In seinem „Spiel am Meer“ befasst sich Zeidler in seiner Tempera und Lithographie unter anderem mit den Leuchttürmen der Bretagne und ihren Felsformationen. Es tauchen Strandzelte an der windigen Atlantikküste auf. Eines der wohl am beeindruckendsten Werke Zeidlers ist der Leuchtturm aus dem Temperabild „Nur am Meer“ (Werk-Nr.: 2141; Sammlung Dr. Martin Röper & Georgeta Arauner-Röper). Das Werk entstand 1992 in Erquy/Frankreich und ist mit seinem windigen Spiel am Meer typisch für die späte Schaffensphase von Zeidler.

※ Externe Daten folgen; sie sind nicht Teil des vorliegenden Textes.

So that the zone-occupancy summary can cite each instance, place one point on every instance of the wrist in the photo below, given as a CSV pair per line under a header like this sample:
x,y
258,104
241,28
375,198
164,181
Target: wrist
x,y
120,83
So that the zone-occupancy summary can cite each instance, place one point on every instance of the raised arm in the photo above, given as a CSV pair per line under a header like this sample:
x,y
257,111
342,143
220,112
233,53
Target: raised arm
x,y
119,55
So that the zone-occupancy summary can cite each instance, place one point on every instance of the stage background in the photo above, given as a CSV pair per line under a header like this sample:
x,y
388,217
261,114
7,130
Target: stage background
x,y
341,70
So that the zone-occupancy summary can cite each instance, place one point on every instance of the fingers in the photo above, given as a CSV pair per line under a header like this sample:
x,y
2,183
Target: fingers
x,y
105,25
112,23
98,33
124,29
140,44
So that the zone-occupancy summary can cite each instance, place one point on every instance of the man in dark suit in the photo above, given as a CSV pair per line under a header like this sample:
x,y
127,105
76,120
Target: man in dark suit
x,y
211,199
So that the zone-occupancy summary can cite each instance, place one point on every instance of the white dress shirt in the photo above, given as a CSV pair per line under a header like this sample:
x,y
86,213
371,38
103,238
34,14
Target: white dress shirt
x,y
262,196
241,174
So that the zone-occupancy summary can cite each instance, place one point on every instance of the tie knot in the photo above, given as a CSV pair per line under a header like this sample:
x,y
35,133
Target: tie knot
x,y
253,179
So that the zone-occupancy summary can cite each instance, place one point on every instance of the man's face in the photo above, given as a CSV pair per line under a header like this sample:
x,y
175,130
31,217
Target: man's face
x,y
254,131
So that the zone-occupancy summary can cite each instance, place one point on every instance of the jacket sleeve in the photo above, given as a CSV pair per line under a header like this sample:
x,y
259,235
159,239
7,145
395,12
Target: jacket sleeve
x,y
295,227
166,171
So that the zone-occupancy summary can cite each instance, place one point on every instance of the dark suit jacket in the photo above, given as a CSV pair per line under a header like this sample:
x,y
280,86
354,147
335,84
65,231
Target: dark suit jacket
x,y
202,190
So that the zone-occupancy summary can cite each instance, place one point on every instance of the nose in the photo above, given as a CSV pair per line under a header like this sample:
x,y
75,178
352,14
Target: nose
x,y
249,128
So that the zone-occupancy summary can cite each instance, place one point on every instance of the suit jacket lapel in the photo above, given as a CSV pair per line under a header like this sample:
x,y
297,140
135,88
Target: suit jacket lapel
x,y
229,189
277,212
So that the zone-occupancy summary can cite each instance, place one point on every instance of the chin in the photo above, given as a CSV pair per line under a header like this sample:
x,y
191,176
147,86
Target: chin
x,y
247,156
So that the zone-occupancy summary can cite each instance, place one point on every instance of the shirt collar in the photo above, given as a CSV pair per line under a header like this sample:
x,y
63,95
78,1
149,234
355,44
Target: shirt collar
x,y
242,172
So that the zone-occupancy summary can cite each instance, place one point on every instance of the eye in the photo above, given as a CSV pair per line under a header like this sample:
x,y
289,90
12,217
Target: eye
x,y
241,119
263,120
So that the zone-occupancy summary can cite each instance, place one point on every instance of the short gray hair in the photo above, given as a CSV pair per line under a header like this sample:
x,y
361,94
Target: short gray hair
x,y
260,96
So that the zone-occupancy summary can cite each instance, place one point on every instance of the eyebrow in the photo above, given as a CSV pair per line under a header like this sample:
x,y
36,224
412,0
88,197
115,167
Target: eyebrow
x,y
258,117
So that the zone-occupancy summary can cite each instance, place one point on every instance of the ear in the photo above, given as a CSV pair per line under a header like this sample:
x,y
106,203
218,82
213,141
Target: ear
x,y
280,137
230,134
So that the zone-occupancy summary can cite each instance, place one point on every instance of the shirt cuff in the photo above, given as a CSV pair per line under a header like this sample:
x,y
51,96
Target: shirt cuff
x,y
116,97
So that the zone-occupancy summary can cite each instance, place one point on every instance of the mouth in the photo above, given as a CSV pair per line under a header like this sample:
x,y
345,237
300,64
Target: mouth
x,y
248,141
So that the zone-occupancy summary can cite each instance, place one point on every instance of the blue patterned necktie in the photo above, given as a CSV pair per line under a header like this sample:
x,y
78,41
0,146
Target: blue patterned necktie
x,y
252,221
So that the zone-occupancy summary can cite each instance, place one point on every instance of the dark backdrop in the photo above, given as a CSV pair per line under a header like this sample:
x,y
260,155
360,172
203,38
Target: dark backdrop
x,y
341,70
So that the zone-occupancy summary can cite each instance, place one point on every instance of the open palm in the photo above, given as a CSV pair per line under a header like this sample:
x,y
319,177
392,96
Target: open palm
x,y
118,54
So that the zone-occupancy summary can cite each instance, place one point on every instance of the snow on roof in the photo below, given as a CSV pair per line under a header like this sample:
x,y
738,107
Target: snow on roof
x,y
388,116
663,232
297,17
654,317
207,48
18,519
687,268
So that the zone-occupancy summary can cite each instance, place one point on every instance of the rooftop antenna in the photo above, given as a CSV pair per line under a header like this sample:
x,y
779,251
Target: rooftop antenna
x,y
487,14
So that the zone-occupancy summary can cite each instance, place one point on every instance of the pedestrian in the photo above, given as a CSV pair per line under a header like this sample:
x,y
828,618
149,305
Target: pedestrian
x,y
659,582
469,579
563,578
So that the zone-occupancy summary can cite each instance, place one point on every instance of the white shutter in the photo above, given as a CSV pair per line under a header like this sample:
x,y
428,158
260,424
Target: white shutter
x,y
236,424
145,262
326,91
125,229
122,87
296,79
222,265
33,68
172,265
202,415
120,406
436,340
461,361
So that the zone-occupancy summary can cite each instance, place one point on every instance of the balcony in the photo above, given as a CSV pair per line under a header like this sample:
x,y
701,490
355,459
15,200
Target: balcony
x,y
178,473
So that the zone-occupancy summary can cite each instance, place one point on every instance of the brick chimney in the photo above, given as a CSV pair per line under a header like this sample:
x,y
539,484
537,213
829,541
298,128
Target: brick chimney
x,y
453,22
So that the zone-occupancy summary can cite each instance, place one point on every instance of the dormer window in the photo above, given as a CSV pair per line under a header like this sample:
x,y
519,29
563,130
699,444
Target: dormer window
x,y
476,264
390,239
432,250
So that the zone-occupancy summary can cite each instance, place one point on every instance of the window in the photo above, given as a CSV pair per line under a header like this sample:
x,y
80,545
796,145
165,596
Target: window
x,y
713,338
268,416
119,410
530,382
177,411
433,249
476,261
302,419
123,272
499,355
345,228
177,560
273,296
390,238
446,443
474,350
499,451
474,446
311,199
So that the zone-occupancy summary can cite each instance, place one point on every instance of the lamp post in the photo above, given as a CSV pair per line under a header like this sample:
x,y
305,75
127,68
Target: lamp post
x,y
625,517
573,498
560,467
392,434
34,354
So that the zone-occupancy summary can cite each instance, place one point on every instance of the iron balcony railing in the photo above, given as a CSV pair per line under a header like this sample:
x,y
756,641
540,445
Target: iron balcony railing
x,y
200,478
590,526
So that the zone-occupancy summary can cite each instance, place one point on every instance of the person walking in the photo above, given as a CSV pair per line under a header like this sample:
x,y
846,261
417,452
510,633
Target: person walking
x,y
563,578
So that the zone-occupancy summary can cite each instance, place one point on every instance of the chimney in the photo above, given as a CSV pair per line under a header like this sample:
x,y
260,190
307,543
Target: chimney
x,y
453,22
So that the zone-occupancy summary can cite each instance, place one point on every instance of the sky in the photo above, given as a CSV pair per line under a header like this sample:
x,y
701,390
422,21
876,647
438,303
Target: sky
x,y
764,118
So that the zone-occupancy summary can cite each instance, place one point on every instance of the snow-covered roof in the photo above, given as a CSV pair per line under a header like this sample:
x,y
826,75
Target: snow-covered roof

Bei genauer Betrachtung zeigt sich jedoch auch, dass der Künstler fast vierzig Jahre nach seinen Anfängen den Ruinen treu geblieben ist. Zeidlers „Spiel am Meer“ bezeichnet die Spätphase des Künstlers und ist schlussendlich eine Flucht aus dem hässlichen Berlin. Die Natur zerstört nicht, sagte Zeidler immer wieder.

Sein letztes Werk stammt aus dem Jahr 2001. Als Seine Frau Ariane 2004 verstarb, beendete Zeidler seinen Werkkatalog mit einem entsprechenden Eintrag: „18.9.1926 geboren, 18.9.2004 Arianes Tod“. Bereits vorher, Ende der neunziger Jahre lernte Hans-Joachim Zeidler die Berliner Fossiliensammler Peter und Marianne Werth kennen. Ausgangspunkt war ein Flohmarkt, wo die beiden Liebhaber des Solnhofer Steins ihre Fossilien verkauften. Aus dieser Verbindung entstand im Jahr 2001 auf Anregung von Peter Werth eine gemeinsame Ausstellung mit Solnhofer Fossilien und ausgewählten Lithographien in der Burg Beeskow im Landkreis Oder-Spree. Tilman Schladebach, damaliger Direktor des Kultur- und Bildungszentrums, brachte die Ausstellung von Fossilien und Lithographien im Jahre 2001 unter dem Titel „NaturSteinKunst“ heraus. Damit traf er unwissentlich den Nerv der fernen Solnhofer Kernkompetenz „Natur, Kultur & Stein“.

Zu dieser Zeit bauten die Werths den Kontakt zwischen Zeidler, der keine Kinder hinterließ, und Dr. Martin Röper in Solnhofen her, der durch seine eigenen Tätigkeiten als Strandsammler an den mediterranen Küsten, seiner früheren Verwurzelung im Künstlerverein Malkasten in Düsseldorf und seiner Stellung in Solnhofen mit Zeidler eine Basis fand, das in Beeskow realisierte Konzept „NaturSteinKunst“ weiterzudenken. 2003/2004 fanden zwei Menschen zusammen, die zur gleichen Zeit in die gleiche Richtung schauten, nämlich nach Solnhofen. Zeidler fand nach dem Tod seiner Frau 2004 in der Gemeinde Solnhofen eine würdige Adresse, sein Lebenswerk in einen sicheren musealen Hafen zu bringen. Als Zeidler im Jahr 2009 die Diagnose der Erblindung bekam, nahm er sich am 24. Januar 2010 in Berlin das Leben.

Mit Hilfe der Freunde und Förderer des Bürgermeister-Müller-Museum Solnhofen e. V. und der Schenkung der Sammlung Rosel und Wolfgang Meyer aus Berlin Spandau besitzt das Geo-Zentrum Solnhofen heute einen Berliner Kulturschatz, der die Identität der Juralandschaft in Altmühltal wie den Nagel auf den Kopf trifft. Das Jahr 2023 beschreibt einen weiteren großen Meilenstein in der Zeidler-Geschichte mit der Ausstellung „Berliner Malerpoet Hans-Joachim Zeidler – Eine Retrospektive“ in der KunstSchranne Weißenburg, vermutlich bis dato die größte und umfänglichste Ausstellung des Künstlers.

Ich geh' zum Bildermarkt

Ich geh‘ zum Bildermarkt | Strand-Collage auf Tempera; 25,2 x 14,2 cm; Sammlung Rosel und Wolfgang Meyer; Stiftung Christian Herms | Werk-Nr.: 1792 XXXVII, 31.1.1985

[Der ursprüngliche Text stammt von den Kuratoren Dr. Martin Röper & George Arauner und war Teil der Ausstellung „Berliner Malerpoet Hans-Joachim Zeidler – eine Retrospektive“ vom 30.06. bis 06.08.2023 in der KunstSchranne Weißenburg.]